Health

COVID-19: HCQ fails in first randomised controlled trials in France, China

Both studies show significant adverse effects of the drug on moderate and serious patients

 
By Banjot Kaur
Last Updated: Saturday 16 May 2020

Anti-malarial drug Hydorxychloroquine (HCQ) — claimed by many to show promise in combating the novel coronavirus disease (COVID-19) — failed in two separate randomised controlled trials (RCTs) conducted in France and China. The results of the RCTs were published in journal the BMJ on May 15, 2020.

A number of in-vitro (lab-based) and observational studies were already performed on the drug as a potential therapeutic against COVID-19. The in-vitro results were positive, but observational studies showed mixed results.

The first RCT on the drug — conducted in China — however, dampened any potential against COVID-19.

Chloroquine and HCQ were both recommended for off-label use by Chinese national guidelines and the US Food and Drug Administration, despite unclear benefits, according to the paper.

“US President Donald Trump also recently recommended use of HCQ. Such a presidential endorsement stimulated a rapid increase in demand for HCQ, which obscured its negative aspects,” the paper said.

The Indian Council of Medical Research (ICMR), in fact, also prescribed the drug as ‘prophylactic (preventive) treatment’ for healthcare workers, serious patients and contacts of confirmed cases.

Chinese Study

One hundred and fifty patients suffering from mild to moderate forms of COVID-19 were enrolled from the Chinese province of Hubei, Henan and Anhui for the study, which claimed it was the first RCT ever conducted for the evaluation of HCQ.

They were divided into two groups: One that received HCQ plus the normal standard of care and the other that received only care. Two-hundred milligrams (mg) of HCQ was given to the patients everyday for three days, followed by a maintenance dose of 800 mg daily for the remaining days.

The target was to see if there was a negative conversion of the SARS-CoV-2 virus (being free of the virus) in patients within 28 days. Out of 150 patients, 109 showed this result.

Of these, 53 received HCQ plus normal standard of care, while 56 received only care. “The probability of negative conversion by 28 days in the standard of care plus HCQ group was 85.4 per cent, similar to that in the standard of care group that is, 81.3 per cent,” the study pointed out.

“The difference between groups was 4.1 per cent,” the study added, showing there was no significant achievement due to HCQ in the patients.

The drug, however, was reported to have significant side-effects by the study.

“The overall frequency of adverse events was significantly higher in HCQ recipients than in non-recipients,” the study showed. Gastro-intestinal events, particularly diarrhoea, were most commonly reported, similar to another study that used a high dose of HCQ, according to the study.
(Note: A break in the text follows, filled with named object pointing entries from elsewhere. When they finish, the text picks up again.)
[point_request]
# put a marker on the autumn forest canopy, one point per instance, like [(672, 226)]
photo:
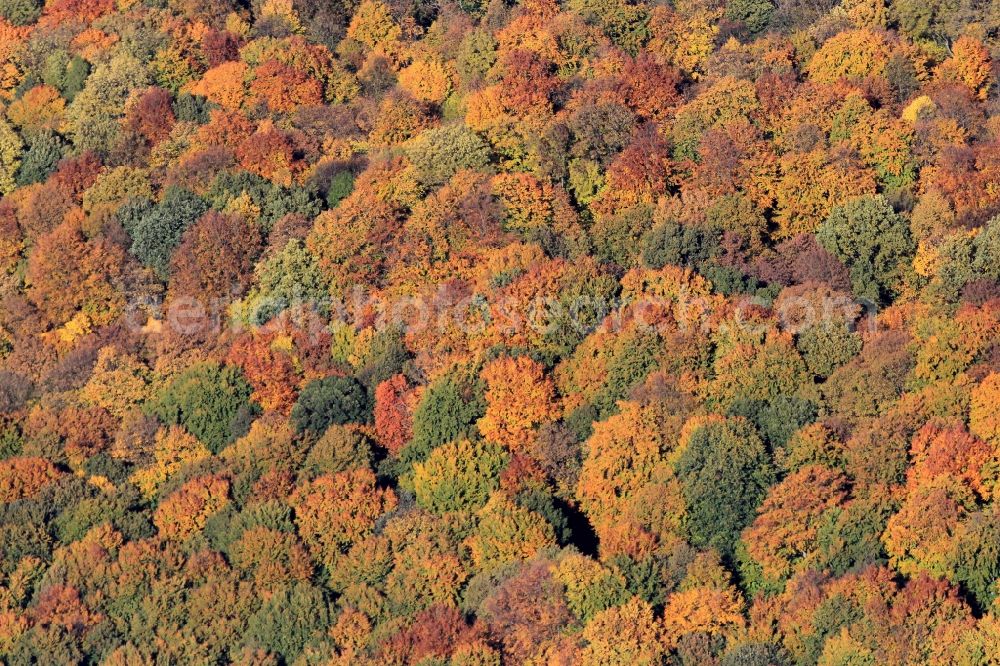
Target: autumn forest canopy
[(496, 332)]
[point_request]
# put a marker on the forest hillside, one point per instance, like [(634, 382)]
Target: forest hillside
[(482, 333)]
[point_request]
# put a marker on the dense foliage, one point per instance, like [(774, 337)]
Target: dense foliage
[(481, 332)]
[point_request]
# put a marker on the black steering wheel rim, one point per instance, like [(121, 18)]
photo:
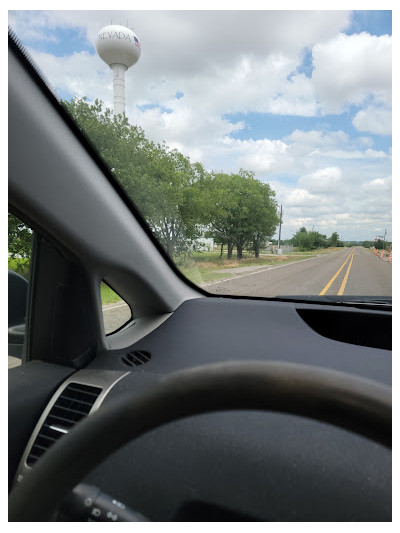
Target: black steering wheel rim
[(359, 405)]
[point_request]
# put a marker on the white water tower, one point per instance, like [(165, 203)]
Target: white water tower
[(120, 48)]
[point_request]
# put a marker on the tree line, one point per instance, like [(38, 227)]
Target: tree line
[(311, 240), (180, 200)]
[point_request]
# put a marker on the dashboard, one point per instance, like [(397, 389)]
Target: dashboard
[(237, 465)]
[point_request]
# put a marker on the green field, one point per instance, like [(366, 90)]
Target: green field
[(201, 267)]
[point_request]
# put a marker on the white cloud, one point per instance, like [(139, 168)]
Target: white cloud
[(376, 120), (244, 62), (351, 68)]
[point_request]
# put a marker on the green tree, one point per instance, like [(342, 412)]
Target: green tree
[(241, 210), (158, 180), (19, 238)]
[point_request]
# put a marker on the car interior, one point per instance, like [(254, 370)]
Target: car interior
[(200, 407)]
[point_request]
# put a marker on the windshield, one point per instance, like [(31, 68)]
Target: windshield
[(256, 144)]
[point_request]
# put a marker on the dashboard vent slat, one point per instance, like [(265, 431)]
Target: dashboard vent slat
[(73, 404), (136, 358)]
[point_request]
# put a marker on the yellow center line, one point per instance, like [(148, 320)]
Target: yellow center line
[(324, 290), (343, 285)]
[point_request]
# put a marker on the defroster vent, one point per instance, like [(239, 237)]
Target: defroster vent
[(73, 404), (136, 358)]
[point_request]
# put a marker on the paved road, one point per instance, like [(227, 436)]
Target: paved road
[(351, 271)]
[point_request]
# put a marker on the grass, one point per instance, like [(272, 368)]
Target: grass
[(108, 296), (20, 266), (202, 267)]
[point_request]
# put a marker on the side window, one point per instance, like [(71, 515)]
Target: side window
[(116, 312), (20, 238)]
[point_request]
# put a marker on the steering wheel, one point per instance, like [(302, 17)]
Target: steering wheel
[(359, 405)]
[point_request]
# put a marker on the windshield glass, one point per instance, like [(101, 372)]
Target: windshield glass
[(256, 144)]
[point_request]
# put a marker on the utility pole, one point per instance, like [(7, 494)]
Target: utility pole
[(279, 236)]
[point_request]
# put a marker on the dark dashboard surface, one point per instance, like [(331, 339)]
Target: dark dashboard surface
[(253, 465), (246, 465)]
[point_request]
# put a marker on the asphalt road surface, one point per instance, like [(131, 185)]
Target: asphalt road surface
[(351, 271)]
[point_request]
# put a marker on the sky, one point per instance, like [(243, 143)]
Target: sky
[(301, 98)]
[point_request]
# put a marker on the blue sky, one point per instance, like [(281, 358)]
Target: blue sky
[(302, 99)]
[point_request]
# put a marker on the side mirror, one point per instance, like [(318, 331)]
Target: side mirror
[(17, 305)]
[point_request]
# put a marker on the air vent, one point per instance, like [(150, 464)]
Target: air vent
[(73, 404), (136, 358)]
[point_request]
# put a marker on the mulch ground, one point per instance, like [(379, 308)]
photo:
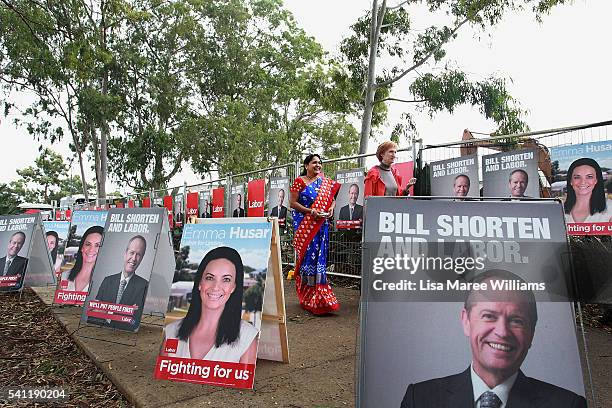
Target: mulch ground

“Transient blurred vision was reported in one patient whose symptoms recovered two days after discontinuation of HCQ,” it said.

French study

The French RCT — conducted in March — involved those who were severely affected by COVID-19. Patients were eligible for this study if they were aged between 18 and 80 years, had confirmed SARS-CoV-2 infections and needed oxygen through masks or nasal prongs.

Among the 181 patients eligible for analysis, 84 received HCQ within 48 hours of admission (treatment group) and eight who received the drug after 48 hours, while 89 did not receive HCQ at all (control group).

The treatment group was compared to the control group.

The study found the survival rate without transfer to the intensive care unit (ICU) on day 21 was 76 per cent in the treatment group, compared to 75 per cent in the control group.

Overall survival on day 21 was 89 per cent in the treatment group and 91 per cent in the control group.

“We found that HCQ treatment at 600 mg per day added to standard care was not associated with a reduction of admissions to the intensive care unit or death in 21 days after hospital admission compared with standard care alone,” the study noted.

The rate of survival without acute respiratory distress syndrome did not increase either, according to the study.

These results remained unchanged when the eight patients who received HCQ after 48 hours were included in the analysis. This study too pointed out significant side-effects of the drug, including sudden cardiac death.

The deaths of at least two healthcare workers in India, according to media reports — one from Assam and the other from Maharashtra’s Mumbai — allegedly took place after they consumed HCQ. ICMR, however, never conducted a scientific inquiry into the deaths, the real cause of their deaths could not be ascertained.